Q&A: Dr. Jeffrey Myers Investigates Genomic Alterations in Cancer Treatment

Richard Gawel


Head and neck squamous cell carcinoma (HNSCC) is the seventh most common cancer worldwide, with about 600,000 new cases each year, with 50,000 in the United States. It occurs most often in men in the 50s or 60s, though rates are increasing among younger individuals.

Typically, HNSCC arises from mutations in the body’s cells that occur during an individual’s lifetime. Risk factors include tobacco and alcohol, with HPV infection accounting for the rise in younger patients with the disease. Treatment can be traumatic, leading to reconstruction of portions of the oral cavity or facial features. And, only about half of affected individuals survive more than 5 years after diagnosis.

Yet help is on the way. The National Institutes of Health (NIH) has awarded a 4-year grant to the MD Anderson Cancer Center at the University of Texas to bioinformatically and functionally investigate genomic alterations as therapeutic targets for HNSCC. Jeffrey Myers, MD, PhD, will lead the research team. In this Q&A, he describes his team and its methodology.

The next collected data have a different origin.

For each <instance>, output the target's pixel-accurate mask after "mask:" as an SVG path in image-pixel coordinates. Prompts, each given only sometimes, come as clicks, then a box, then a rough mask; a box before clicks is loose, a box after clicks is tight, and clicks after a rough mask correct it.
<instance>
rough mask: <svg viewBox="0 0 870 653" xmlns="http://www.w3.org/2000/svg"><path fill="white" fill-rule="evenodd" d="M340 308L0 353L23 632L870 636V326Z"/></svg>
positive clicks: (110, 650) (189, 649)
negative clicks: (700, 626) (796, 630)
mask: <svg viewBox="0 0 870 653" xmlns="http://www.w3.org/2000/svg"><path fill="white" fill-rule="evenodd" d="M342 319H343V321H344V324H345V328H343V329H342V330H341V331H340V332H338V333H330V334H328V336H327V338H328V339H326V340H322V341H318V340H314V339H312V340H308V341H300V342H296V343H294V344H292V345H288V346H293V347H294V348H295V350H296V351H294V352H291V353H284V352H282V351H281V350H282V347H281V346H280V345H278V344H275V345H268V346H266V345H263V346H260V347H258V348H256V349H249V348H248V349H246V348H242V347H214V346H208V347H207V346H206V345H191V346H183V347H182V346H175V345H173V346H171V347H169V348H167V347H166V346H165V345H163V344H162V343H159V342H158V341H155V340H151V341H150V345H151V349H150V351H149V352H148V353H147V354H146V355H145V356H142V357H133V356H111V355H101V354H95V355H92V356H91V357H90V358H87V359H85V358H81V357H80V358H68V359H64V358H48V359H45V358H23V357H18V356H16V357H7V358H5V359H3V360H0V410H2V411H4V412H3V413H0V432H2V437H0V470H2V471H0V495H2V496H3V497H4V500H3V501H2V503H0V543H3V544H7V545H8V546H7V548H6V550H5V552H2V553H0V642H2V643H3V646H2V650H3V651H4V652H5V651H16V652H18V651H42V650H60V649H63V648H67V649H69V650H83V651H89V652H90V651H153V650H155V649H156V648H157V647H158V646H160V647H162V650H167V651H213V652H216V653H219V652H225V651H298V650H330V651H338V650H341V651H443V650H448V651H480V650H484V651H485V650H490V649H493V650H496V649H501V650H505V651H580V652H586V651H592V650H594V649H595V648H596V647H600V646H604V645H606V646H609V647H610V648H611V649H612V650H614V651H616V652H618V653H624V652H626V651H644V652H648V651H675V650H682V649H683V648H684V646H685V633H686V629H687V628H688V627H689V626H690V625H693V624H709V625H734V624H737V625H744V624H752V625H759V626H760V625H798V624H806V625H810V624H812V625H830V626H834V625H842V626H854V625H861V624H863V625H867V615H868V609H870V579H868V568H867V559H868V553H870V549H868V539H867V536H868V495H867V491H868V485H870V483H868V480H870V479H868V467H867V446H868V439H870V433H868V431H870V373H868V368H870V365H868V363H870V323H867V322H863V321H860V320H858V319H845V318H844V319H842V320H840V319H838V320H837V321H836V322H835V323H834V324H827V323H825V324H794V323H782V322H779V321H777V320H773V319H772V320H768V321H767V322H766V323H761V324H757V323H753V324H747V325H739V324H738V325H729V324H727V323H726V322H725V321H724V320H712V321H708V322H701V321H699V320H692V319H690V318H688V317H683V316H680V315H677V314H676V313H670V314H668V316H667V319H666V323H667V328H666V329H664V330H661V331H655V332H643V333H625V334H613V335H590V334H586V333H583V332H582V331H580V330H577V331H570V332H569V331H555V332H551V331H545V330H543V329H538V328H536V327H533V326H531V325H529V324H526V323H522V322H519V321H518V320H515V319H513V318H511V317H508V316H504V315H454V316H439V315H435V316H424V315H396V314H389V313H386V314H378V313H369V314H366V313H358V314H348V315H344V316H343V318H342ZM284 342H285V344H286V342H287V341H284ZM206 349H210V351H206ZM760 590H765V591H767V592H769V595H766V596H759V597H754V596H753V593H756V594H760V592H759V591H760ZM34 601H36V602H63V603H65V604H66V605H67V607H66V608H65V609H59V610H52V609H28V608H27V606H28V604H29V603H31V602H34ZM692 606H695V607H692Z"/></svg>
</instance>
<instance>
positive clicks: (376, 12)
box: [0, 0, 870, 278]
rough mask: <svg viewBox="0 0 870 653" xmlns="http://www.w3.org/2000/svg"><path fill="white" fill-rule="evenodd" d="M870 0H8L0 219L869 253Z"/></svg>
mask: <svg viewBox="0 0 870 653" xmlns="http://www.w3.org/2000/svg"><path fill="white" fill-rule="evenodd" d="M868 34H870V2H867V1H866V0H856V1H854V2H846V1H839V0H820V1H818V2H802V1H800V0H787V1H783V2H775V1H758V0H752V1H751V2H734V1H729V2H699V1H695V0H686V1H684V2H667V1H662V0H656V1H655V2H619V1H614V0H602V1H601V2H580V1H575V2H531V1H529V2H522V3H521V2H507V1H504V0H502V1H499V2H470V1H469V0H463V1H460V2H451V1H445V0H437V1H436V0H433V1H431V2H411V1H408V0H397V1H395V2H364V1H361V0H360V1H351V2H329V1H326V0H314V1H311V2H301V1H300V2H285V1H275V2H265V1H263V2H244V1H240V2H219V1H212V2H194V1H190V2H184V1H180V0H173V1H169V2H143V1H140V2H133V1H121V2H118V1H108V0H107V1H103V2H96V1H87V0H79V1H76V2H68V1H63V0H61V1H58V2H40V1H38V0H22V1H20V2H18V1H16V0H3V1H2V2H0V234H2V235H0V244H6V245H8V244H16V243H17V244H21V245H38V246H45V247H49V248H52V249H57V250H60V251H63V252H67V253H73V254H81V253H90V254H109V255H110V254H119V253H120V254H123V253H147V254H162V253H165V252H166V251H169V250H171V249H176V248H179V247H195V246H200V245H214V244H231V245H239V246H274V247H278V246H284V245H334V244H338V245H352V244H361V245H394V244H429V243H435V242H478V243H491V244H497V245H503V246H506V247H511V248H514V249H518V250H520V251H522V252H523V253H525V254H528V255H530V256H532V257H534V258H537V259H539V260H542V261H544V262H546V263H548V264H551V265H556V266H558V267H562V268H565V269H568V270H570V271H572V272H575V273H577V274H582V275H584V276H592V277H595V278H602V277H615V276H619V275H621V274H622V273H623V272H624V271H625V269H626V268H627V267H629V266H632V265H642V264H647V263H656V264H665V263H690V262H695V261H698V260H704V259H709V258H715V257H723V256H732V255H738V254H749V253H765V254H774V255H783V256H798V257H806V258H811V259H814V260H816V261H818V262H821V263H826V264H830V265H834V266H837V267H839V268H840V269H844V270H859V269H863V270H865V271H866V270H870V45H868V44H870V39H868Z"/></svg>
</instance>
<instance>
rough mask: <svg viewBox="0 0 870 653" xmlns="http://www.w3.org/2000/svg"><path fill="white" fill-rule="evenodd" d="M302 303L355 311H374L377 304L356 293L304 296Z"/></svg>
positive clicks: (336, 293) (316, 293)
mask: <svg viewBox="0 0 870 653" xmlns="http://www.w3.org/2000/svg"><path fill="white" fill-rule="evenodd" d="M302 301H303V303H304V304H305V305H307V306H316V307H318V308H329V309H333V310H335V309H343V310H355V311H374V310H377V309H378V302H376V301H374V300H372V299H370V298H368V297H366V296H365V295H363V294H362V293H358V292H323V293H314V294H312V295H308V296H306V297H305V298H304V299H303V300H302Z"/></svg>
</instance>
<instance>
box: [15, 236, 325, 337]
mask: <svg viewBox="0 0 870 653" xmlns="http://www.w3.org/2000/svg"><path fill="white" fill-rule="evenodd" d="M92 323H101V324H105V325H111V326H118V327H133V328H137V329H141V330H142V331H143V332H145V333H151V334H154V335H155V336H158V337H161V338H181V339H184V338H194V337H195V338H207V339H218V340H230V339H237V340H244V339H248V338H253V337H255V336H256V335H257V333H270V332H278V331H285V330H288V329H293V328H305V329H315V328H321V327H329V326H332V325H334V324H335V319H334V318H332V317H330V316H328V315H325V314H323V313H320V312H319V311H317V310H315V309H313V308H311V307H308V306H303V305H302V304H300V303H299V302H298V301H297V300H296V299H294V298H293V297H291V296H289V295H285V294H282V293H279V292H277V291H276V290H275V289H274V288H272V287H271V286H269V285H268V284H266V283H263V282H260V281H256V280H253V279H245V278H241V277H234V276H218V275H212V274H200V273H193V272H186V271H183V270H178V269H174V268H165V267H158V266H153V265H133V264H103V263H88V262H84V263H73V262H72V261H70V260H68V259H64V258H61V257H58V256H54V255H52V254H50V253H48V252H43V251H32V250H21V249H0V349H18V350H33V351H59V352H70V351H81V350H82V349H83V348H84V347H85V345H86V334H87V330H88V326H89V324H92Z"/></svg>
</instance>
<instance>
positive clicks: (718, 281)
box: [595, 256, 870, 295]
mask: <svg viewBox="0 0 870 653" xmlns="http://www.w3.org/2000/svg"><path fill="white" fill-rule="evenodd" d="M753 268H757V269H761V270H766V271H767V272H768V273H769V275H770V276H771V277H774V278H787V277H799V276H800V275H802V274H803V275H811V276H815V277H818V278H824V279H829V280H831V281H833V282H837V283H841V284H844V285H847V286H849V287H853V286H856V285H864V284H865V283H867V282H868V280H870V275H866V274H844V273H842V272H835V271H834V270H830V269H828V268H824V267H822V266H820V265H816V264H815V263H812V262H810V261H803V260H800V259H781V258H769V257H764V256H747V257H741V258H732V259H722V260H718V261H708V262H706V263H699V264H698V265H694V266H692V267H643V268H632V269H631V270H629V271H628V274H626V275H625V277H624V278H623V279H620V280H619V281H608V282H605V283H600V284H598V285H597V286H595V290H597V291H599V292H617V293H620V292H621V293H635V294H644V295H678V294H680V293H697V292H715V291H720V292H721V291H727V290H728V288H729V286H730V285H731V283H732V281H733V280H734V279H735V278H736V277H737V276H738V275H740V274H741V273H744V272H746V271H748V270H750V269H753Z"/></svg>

Q: What sets the new line of research apart from previous theories?

A: We are using a team approach that bridges the spectrum of expertise from computational biology to tumor biology to high-throughput genomic screening to identify and validate potential targets for the treatment of oral cancers.

Q: Can you briefly summarize the methodology that will be used?

A: Specific aim 1.0 is to use computational approaches to discover genes, pathways, and drugs that regulate the growth and survival of HNSCC. Genomic analyses of HNSCC have identified many frequently mutated genes that are not targetable. In this aim, we will utilize computational tools based on evolutionary action to identify new candidate targets in HNSCC. Since this method is based on the impact of the mutations, not the frequency, it is able to identify cancer genes with a higher sensitivity and specificity than other methods. It will also be applied to groups of genes in pathways as another approach to identify previously undetected candidate targets and pathways that regulate tumor growth. This will be performed through 3 sub-aims:

  • 1.1: Score deleterious mutations.
  • 1.2: Identify cancer-associated genes.
  • 1.3: Identify disease-causing pathways.

Specific aim 2.0 is to discover and confirm novel therapeutic targets for head and neck cancer in vivo. In this aim we will test more than 1,000 candidate drivers and targets for their ability to regulate growth or survival of HNSCC. In order to most accurately reflect human disease, all experiments will be performed in genomically characterized cell lines and patient derived xenografts (PDX) representing the spectrum of genomic alterations found in patients. The biological relevance of genes will be identified through an in vivo functional screen performed across a panel of cell and PDX lines containing diverse and clinically relevant genomic alterations. Validated targets will be further tested for their genotype dependence. Targets with known drug interactions will be tested in preclinical models. Additional candidate targets identified in aims 1 and 3 will be incorporated into a second in vivo screen. This aim will be carried out in 4 sub-aims:

  • 2.1: Identify novel targets in HNSCC through an in vivo screen, phase I.
  • 2.2: Determine genotype dependence of validated targets.
  • 2.3: Preclinically test candidate druggable targets.
  • 2.4: Identify additional novel targets in HNSCC through an in vivo screen, phase II.

Q: Who are the key personnel who will be involved in the research?

A: Olivier Lichtarge, MD, PhD, is leading the computational aspects of the study. He is the Cullen Foundation chair and director, CIBR Center for Computational and Integrative Biomedical Research, professor of molecular and human genetics departments of molecular and human genetics, pharmacology, and biochemistry and molecular biology.

Mitchell Frederick, PhD, is leading the integration of computational information and genomic screening lab and is the main project lead for the entire grant.

Tim Heffernan, PhD, is leading the genomic screening efforts. He is the associate senior scientific director for the Applied Cancer Science Institute.

Curtis Pickering, PhD, works closely with Dr. Frederick and is helping to oversee the integration of computational and genomic screening data and validation of these data in tumor models.

Q: Could you provide monetary totals for the first year of the grant and the subsequent years?

A: The direct costs are $720,000 per year for 4 years.

Q: Looking ahead, how could this research influence dental care?

A: It is anticipated that this approach will identify genes that are driving oral cancers and that this information will lead to more precise ways to select the best treatments for patients that will help them to live longer with the least amount of treatment-related morbidity.

Dr. Jeffrey N. Myers received his MD and PhD from the University of Pennsylvania School of Medicine. He completed his residency training in otolaryngology-head and neck surgery at the University of Pittsburgh. Subsequently, he completed fellowship training in head and neck surgical oncology at the University of Texas MD Anderson Cancer Center, where he has been on the faculty ever since. He leads a basic and translational research program, and his primary research interests are in the role of p53 mutation in oral cancer progression, metastasis, and response to treatment.